California is occuring twice.

#### d) Bottom 5 states with lowest amount of earthquakes.

In [None]:
import plotly.express as px

# Get the bottom 5 states by number of earthquakes
bottom_5_states = (
    data.groupby("state")
    .size()
    .reset_index(name="count")
    .sort_values(by="count", ascending=True)
    .head(5)
)

# Plot the bar chart
fig = px.bar(
    bottom_5_states,
    x="state",
    y="count",
    title="Bottom 5 States with the Highest Number of Earthquakes (1990–2023)",
    labels={"state": "State", "count": "Earthquake Count"},
    color="state"  # Optional: adds color for each bar
)

fig.show()


#### e) Top 5 Strongest earthquakes:

In [None]:
# Get the top 5 strongest earthquakes
top_5_earthquakes = (
    data.sort_values(by=["magnitudo"], ascending=False)
    .head(5)
)

# Create a map of the earthquakes
fig = px.scatter_geo(
    top_5_earthquakes,
    lat="latitude",  # Make sure to use the correct latitude column name
    lon="longitude",  # Make sure to use the correct longitude column name
    size="magnitudo",
    color="magnitudo",
    title="Top 5 Strongest Earthquakes (1990-2023)",
)

# Display the map
fig.show()

The size of the marker on the map represents the magnitude of the earthquake. The color of the marker also represents the magnitude of the earthquake, with red representing the strongest earthquakes and blue representing the weakest earthquakes.

## 5. Modelling Time:

We will create a simple Linear Regression model as the data is continuous.

In [None]:
# Preprocess the data (drop "place" column and keep only numerical features)
numerical_columns = ["magnitudo", "depth", "latitude", "longitude"]
data_numeric = data[numerical_columns]

# Separate input features (X) and target variable (y)
X = data_numeric.drop(columns=["magnitudo"])
y = data_numeric["magnitudo"]

# Split the data into a training set and a test set
X_train, X_test, y_train, y_test = train_test_split(X, y, test_size=0.25)

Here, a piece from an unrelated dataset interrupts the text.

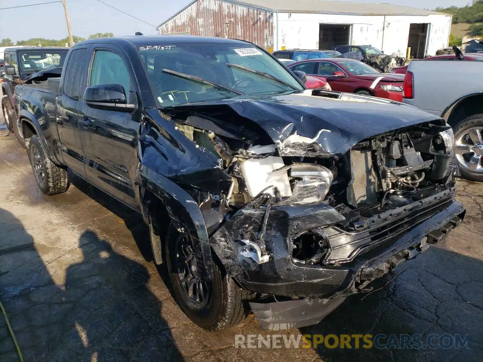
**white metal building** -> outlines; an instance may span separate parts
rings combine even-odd
[[[448,46],[451,16],[390,4],[324,0],[194,0],[159,34],[234,38],[271,50],[371,45],[417,57]]]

# Create the Linear Regression model
model = LinearRegression()

# Train the model
model.fit(X_train, y_train)

# Predict using the model
y_pred = model.predict(X_test)

# Calculate the mean squared error
mse = mean_squared_error(y_test, y_pred)

# Print the mean squared error
print("Mean Squared Error:", mse)

In [None]:
y_pred = model.predict(X_test)

In [None]:
for i, (actual, predicted) in enumerate(zip(y_test, y_pred), 1):
    if i % 1000 == 0:
        print(f"Iteration: {i}  |  Actual Magnitude: {actual:.2f}  |  Predicted Magnitude: {predicted:.2f}")

In [None]:
plt.figure(figsize=(10, 6))
plt.scatter(y_test, y_pred, color='blue')
plt.xlabel("Actual Magnitude")
plt.ylabel("Predicted Magnitude")
plt.title("Actual vs. Predicted Earthquake Magnitudes")
plt.show()

### Inferences: inferential-statistics.png

The model does not seem to be perfomring very bad. The Mean Squared Error is almost 0.9.

The predicted values are almost close to the actual values.